Complete step by step answer
We know that the work-energy principle states that an increase in the kinetic energy of a rigid body is caused by an equal amount of positive work done on the body by the resultant force acting on that body. Conversely, a decrease in kinetic energy is caused by an equal amount of negative work done by the resultant force.
Work done in stretching a spring to $x$ length is $\mathrm{W}=\dfrac{1}{2} \mathrm{kx}^{2}$
$\therefore$ Work one in stretching from $\mathrm{x}_{1}$ to $\mathrm{x}_{2}$ is proportional to $W\propto x_{2}^{2}-x_{1}^{2}$
hence $\dfrac{\mathrm{W}_{20,30}}{\mathrm{W}_{10,20}}=\dfrac{500}{300}$
So, 10 to 20 takes less work when compared to 20 to 30.

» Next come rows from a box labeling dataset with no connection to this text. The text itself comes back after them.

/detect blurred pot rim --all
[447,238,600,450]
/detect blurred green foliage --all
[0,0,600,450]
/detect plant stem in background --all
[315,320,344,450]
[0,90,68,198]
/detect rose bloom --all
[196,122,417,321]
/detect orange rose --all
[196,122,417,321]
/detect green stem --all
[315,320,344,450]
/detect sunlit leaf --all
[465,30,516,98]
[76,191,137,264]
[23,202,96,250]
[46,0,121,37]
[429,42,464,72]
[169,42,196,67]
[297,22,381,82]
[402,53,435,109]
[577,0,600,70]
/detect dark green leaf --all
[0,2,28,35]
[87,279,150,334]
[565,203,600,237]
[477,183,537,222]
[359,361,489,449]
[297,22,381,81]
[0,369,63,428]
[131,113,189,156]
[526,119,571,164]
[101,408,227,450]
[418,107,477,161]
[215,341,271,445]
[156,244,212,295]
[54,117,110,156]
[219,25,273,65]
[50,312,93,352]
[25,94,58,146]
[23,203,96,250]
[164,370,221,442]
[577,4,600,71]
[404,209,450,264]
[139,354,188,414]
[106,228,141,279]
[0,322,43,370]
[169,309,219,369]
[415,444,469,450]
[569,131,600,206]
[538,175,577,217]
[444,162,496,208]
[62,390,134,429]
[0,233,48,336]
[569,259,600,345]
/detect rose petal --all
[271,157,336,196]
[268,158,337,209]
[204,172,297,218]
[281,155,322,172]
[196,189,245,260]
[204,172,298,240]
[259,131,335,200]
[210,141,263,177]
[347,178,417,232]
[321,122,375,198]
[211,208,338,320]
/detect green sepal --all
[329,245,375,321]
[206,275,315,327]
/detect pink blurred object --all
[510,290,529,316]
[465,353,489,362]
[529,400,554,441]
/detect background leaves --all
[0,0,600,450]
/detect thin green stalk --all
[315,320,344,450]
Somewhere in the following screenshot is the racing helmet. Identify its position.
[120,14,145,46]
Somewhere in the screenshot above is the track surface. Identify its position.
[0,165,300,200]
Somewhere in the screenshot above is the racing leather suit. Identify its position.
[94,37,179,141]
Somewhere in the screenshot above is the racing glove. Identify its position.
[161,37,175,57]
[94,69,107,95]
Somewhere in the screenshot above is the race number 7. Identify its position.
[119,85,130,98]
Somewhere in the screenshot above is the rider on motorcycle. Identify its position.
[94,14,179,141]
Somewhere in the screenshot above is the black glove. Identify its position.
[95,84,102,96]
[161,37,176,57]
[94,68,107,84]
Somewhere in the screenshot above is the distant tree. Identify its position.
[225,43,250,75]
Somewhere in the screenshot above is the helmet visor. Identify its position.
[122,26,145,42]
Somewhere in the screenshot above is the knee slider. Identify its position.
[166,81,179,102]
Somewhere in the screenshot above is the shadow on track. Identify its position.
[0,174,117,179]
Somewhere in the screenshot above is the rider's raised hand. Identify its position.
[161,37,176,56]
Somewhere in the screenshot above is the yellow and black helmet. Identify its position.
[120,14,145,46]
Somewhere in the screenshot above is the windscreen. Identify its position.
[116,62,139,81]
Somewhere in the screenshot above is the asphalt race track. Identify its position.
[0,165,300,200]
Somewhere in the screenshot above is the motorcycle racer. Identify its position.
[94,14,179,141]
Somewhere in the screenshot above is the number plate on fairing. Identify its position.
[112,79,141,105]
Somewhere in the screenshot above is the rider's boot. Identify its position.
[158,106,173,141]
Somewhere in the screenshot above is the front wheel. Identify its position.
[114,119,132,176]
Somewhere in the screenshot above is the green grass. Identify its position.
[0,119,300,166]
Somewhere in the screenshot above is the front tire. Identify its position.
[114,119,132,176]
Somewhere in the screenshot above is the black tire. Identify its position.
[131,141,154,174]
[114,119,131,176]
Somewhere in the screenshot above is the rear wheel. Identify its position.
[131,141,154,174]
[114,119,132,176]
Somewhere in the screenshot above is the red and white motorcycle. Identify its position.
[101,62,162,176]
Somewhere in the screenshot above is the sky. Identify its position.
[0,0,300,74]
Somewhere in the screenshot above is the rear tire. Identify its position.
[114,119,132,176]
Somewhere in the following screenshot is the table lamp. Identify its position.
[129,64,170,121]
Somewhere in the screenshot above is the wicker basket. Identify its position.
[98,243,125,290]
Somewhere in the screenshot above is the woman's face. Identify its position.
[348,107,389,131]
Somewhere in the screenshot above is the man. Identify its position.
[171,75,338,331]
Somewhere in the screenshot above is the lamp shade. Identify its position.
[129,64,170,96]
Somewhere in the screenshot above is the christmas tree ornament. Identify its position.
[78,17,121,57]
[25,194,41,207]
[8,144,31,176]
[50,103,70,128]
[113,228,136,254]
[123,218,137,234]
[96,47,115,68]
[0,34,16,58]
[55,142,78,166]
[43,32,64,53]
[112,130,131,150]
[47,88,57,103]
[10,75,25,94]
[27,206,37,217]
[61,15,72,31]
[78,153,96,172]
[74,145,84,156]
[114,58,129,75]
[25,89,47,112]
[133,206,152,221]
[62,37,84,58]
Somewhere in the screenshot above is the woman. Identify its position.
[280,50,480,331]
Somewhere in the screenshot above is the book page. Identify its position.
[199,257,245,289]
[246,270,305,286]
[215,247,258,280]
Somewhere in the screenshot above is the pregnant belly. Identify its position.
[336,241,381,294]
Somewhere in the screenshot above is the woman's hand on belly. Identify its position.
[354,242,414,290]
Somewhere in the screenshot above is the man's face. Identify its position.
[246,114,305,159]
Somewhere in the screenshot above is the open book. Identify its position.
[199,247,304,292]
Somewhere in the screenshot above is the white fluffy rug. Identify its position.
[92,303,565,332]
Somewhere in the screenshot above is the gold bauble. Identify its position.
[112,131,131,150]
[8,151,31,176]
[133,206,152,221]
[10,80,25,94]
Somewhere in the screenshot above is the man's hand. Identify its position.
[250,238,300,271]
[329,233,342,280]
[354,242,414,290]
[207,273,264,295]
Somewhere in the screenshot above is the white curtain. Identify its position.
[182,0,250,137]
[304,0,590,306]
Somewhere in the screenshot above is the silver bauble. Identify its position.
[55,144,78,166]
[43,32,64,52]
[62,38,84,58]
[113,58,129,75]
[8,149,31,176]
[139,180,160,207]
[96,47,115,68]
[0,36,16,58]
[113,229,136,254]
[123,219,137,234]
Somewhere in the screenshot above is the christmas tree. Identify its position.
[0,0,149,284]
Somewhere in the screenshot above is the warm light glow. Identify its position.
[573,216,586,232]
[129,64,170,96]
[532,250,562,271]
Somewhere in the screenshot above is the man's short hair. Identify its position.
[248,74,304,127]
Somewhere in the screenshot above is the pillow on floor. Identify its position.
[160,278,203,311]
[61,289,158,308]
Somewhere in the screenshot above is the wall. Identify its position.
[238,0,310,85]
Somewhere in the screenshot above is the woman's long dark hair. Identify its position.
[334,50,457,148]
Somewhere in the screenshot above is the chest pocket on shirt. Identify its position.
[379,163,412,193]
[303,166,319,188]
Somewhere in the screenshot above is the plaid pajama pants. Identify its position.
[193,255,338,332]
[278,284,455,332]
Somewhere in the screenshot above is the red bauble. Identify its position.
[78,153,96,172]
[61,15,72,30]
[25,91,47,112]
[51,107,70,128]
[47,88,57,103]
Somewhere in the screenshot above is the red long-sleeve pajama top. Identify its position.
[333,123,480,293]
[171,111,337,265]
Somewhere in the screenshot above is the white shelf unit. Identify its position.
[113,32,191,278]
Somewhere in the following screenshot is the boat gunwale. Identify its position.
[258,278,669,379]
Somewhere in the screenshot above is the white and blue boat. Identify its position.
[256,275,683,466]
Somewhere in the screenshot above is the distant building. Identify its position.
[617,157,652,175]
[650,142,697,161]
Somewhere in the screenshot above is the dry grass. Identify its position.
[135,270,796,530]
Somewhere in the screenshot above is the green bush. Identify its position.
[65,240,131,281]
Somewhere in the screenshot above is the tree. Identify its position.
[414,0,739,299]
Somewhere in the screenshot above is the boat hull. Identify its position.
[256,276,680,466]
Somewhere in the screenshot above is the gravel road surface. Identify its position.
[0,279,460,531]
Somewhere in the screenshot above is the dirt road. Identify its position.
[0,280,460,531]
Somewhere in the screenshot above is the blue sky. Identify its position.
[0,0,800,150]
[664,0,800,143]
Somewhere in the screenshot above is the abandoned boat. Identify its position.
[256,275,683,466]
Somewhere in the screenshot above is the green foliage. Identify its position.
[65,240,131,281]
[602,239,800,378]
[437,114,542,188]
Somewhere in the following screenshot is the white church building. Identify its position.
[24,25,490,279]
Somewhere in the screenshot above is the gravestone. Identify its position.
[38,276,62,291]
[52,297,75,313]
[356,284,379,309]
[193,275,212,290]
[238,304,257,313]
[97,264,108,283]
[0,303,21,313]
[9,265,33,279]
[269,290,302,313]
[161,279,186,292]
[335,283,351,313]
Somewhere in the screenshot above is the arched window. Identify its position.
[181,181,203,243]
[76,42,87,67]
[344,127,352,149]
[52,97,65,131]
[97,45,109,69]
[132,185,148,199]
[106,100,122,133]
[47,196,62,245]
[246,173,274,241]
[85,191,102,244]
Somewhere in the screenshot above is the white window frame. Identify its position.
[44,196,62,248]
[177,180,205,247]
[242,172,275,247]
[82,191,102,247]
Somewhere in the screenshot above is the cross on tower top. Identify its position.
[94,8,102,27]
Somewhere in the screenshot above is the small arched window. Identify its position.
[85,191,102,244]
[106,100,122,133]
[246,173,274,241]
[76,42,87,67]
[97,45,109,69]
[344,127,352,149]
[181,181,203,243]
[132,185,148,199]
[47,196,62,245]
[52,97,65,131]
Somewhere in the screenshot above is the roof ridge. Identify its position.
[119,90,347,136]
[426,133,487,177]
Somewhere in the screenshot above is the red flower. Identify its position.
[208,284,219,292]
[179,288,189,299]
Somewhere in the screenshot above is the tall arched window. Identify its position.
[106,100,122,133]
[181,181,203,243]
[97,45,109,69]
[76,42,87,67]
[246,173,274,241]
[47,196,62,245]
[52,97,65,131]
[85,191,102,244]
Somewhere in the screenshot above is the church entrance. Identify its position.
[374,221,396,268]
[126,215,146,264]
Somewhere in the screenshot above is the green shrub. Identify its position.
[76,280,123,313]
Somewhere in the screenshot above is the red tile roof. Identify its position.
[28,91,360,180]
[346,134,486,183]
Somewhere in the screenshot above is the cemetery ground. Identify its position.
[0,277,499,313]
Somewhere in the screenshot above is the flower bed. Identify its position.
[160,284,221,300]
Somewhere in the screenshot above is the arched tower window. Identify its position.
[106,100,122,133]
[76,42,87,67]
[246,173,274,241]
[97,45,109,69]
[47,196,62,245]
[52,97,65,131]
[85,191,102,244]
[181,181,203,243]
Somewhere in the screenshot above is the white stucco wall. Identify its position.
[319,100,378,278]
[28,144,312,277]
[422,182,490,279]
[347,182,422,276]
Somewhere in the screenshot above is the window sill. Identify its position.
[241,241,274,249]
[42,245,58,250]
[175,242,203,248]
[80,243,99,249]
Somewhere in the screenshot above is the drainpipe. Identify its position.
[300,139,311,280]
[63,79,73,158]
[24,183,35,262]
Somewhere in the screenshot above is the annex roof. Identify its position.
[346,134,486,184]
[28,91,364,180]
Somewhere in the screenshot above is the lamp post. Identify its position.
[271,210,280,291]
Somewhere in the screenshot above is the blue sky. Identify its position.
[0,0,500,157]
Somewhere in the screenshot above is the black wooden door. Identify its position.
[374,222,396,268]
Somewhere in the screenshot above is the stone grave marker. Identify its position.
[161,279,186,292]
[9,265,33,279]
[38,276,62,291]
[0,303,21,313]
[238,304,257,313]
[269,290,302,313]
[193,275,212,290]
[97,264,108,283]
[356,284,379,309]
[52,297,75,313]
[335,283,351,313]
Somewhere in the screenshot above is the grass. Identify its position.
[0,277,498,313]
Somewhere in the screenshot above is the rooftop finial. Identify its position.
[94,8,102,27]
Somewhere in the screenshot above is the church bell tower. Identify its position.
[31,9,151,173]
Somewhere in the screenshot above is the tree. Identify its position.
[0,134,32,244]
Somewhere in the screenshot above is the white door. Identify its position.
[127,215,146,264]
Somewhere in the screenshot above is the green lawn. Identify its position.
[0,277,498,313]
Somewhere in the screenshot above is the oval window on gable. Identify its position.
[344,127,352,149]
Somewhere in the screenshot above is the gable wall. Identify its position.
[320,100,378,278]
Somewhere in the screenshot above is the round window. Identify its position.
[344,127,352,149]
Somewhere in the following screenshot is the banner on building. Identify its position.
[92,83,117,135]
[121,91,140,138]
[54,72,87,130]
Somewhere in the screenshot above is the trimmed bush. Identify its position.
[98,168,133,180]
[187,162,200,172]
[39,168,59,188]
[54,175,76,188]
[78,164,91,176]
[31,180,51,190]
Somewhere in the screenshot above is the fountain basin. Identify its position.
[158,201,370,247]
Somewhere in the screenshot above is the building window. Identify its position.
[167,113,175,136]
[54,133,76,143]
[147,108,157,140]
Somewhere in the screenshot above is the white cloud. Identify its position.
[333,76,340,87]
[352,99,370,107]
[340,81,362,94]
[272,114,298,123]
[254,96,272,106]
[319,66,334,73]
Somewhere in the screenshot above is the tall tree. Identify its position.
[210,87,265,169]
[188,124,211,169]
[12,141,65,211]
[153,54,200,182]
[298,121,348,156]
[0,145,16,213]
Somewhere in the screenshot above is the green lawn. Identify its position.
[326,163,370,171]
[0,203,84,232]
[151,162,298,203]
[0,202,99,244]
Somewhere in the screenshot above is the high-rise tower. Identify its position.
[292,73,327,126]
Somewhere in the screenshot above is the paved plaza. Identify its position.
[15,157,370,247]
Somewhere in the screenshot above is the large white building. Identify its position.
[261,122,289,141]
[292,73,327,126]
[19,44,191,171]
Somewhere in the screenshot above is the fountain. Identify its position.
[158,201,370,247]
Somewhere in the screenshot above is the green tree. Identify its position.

Hence the correct answer is option B.

Note: We know that there is a significant difference between work and energy. Work is the transferring of an amount of energy with the help of a force covering a particular distance through a direction. Energy is also referred to as the force which works at a certain distance. An isobaric expansion of a gas requires heat transfer to keep the pressure constant. An isochoric process is one in which the volume is held constant, meaning that the work done by the system will be zero. Work is done whenever a force or a component of a force results in a displacement. No component of the force is acting in the direction of motion when the book is moved horizontally with a constant velocity. The force and the displacement are independent. No work is done by the hand on the book.